The purpose of the Video Game Machines Act is to prevent large-scale casino type gambling operations in the State of South Carolina. See 1994 Op. Att'y Gen. No. 94-21 at 51; Reyelt v. South Carolina Tax Comm'n, No. 6:93-1491-3 and 6:93-1493-3 (U.S. Dist. Ct., Greenville, S.C., Nov. 15, 1993). The requirements of Regs. 117-190, including the requirement that each business have an employee on the premises at all times during business hours, do not constitute an impermissible alteration or addition to Section 12-21-2804(A). Instead, the regulation merely clarifies the phrase "single place or premises" to allow for uniform enforcement of the law. The regulation is reasonably related to and is designed to further the purpose of the Video Game Machines Act in that it creates an impediment to the establishment of large-scale gambling operations. Accordingly, the Department acted within its authority when it promulgated Regulation 117-190.

Respondents argument that the regulation creates a bright line test for what constitutes a single place or premise which leaves no room for the trier of fact to make a determination is also without merit. Respondent cites to Miller v. U.S., 294 U.S. 435, 55 S.Ct. 440 (1935). Regs. 117-190 sets forth four questions which must be answered affirmatively in order to comply with the regulatory scheme. The Department makes its determination based upon its interpretation of the regulation and its application to the facts as the Department sees them. In a contested case hearing, the administrative law judge is the trier of fact who takes into consideration all of the facts presented by the Department and the operator. The answer to each question set forth is the regulation must be based upon the relevant facts presented. In Miller, the regulation at issue removed any fact finding from the ultimate legal conclusion.
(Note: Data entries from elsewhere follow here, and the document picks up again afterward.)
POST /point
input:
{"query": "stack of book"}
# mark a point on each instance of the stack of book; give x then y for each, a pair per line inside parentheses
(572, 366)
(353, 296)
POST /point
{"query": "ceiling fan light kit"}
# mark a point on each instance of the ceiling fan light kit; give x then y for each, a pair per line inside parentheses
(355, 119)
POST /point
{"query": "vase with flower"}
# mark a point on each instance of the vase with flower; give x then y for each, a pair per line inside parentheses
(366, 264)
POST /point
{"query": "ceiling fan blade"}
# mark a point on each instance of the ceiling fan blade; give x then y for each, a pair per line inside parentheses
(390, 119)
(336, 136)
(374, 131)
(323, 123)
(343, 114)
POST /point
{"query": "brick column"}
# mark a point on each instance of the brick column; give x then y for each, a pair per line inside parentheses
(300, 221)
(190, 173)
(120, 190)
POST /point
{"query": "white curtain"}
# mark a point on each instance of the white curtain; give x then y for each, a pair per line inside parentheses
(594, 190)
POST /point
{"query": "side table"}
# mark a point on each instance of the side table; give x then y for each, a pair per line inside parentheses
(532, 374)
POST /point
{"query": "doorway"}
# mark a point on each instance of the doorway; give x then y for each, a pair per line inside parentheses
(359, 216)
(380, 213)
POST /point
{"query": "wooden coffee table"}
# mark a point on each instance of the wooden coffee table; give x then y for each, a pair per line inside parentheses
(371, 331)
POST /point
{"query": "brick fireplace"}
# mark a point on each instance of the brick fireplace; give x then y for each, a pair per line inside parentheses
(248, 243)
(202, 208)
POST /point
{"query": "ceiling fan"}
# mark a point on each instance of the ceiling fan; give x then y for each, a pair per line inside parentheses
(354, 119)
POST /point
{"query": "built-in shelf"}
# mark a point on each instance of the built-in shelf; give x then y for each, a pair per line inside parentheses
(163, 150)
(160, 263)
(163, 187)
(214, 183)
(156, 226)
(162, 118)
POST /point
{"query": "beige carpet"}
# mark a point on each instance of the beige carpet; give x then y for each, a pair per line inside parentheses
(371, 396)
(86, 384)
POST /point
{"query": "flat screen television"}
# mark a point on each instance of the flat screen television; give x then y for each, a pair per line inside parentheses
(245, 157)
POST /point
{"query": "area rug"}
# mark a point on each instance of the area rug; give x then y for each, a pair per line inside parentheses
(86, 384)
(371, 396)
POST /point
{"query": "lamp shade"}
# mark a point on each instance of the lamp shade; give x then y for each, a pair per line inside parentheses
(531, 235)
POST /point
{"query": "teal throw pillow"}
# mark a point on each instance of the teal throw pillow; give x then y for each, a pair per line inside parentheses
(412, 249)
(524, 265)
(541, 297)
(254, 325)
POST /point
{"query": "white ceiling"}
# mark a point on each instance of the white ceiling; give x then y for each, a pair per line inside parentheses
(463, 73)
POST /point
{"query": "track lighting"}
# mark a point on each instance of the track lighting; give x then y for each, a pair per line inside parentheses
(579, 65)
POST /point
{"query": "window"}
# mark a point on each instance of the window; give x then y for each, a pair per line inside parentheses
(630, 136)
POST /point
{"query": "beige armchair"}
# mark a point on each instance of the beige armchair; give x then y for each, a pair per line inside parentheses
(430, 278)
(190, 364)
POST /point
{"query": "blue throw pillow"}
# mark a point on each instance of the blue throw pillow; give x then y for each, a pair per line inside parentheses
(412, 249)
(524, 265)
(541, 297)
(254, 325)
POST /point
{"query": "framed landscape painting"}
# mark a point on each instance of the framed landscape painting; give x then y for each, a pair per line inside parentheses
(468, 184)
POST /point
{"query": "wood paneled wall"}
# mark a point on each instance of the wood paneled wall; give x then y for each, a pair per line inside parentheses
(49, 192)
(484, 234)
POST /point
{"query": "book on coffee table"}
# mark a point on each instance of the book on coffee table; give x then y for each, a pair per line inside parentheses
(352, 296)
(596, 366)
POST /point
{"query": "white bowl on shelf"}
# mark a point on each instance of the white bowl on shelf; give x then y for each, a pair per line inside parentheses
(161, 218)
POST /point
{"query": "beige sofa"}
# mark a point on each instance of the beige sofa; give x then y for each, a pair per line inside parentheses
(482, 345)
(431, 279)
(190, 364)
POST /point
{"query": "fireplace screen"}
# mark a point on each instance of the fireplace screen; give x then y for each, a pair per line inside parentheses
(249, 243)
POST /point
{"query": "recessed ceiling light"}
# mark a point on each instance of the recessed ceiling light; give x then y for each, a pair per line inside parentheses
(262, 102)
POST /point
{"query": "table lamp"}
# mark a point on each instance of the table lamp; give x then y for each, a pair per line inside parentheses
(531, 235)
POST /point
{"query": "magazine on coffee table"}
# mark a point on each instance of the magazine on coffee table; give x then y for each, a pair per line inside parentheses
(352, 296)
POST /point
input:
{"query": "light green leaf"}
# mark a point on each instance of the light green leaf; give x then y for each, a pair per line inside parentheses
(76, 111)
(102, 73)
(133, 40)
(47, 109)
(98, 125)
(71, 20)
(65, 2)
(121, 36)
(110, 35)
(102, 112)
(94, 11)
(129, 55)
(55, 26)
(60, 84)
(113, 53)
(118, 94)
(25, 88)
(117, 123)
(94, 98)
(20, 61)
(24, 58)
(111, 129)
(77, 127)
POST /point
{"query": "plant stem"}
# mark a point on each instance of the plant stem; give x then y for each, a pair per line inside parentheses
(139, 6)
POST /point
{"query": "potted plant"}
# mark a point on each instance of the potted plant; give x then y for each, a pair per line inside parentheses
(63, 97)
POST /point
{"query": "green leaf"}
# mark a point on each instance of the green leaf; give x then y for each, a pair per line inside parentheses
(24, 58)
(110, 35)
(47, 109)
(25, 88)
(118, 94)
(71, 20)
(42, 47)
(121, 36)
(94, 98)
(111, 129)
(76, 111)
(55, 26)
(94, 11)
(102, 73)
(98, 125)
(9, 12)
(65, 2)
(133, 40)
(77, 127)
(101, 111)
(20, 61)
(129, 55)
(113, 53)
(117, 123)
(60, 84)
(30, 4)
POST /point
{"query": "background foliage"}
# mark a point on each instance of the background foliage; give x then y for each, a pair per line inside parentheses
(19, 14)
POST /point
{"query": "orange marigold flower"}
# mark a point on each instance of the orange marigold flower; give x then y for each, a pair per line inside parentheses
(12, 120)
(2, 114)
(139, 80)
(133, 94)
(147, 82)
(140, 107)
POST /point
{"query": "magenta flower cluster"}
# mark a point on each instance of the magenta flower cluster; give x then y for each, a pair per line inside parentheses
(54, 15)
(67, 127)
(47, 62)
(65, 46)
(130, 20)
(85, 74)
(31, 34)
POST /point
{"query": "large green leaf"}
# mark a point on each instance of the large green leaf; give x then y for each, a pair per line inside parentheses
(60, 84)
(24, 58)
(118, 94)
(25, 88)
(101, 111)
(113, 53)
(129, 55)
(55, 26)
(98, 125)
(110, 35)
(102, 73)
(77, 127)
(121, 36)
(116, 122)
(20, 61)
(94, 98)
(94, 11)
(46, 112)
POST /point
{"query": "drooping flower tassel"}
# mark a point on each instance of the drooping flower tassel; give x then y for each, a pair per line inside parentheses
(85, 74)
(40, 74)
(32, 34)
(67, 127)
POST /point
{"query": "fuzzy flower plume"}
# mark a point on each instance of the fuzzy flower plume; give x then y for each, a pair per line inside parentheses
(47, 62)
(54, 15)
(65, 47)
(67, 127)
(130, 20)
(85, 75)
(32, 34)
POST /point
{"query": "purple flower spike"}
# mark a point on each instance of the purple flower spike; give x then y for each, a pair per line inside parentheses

In Miller, the regulation required a determination of total and permanent disability for the loss of one hand and the sight of one eye. This ruling was conclusive upon the evidence of the loss without any factual finding regarding the nature of the disability. Here, facts must be presented on each question and the trier of fact must decide whether those facts fall within the confines of the inquiry to render an affirmative or negative response. Clearly, the regulation does not convert a "question of fact requiring proof into a conclusive presumption which dispenses with proof and precludes dispute." Miller, 55 S.Ct. at 442.

C. Penalty

The Respondent also argues that there is no statutory authority for the penalty sought by the Department. This argument is wholly without merit. The penalty sought by the Department for the cited violations is outlined and clearly authorized pursuant to S.C. Code Ann. § 12-21-2804(A) (Supp.1996), which states that the penalty for failure to comply with the limitation on the number of machines permitted within a "single place or premises" is the mandatory revocation of the licenses of machines located in the establishment. In addition, no license may be issued for a machine in an establishment in which a license has been revoked for a period of six months from the date of revocation. Class III licenses are not issued for video poker machines at specified locations, but the licenses are affixed to the machines which are moveable and useable at any location within the state not expressly prohibited by law. The clear import of Section 12-21-2804(A) is to revoke licenses for machines in establishments failing to comply with the single place or premise provisions and to prohibit, for six months, the operation of video machines at any establishment in which a license has been revoked.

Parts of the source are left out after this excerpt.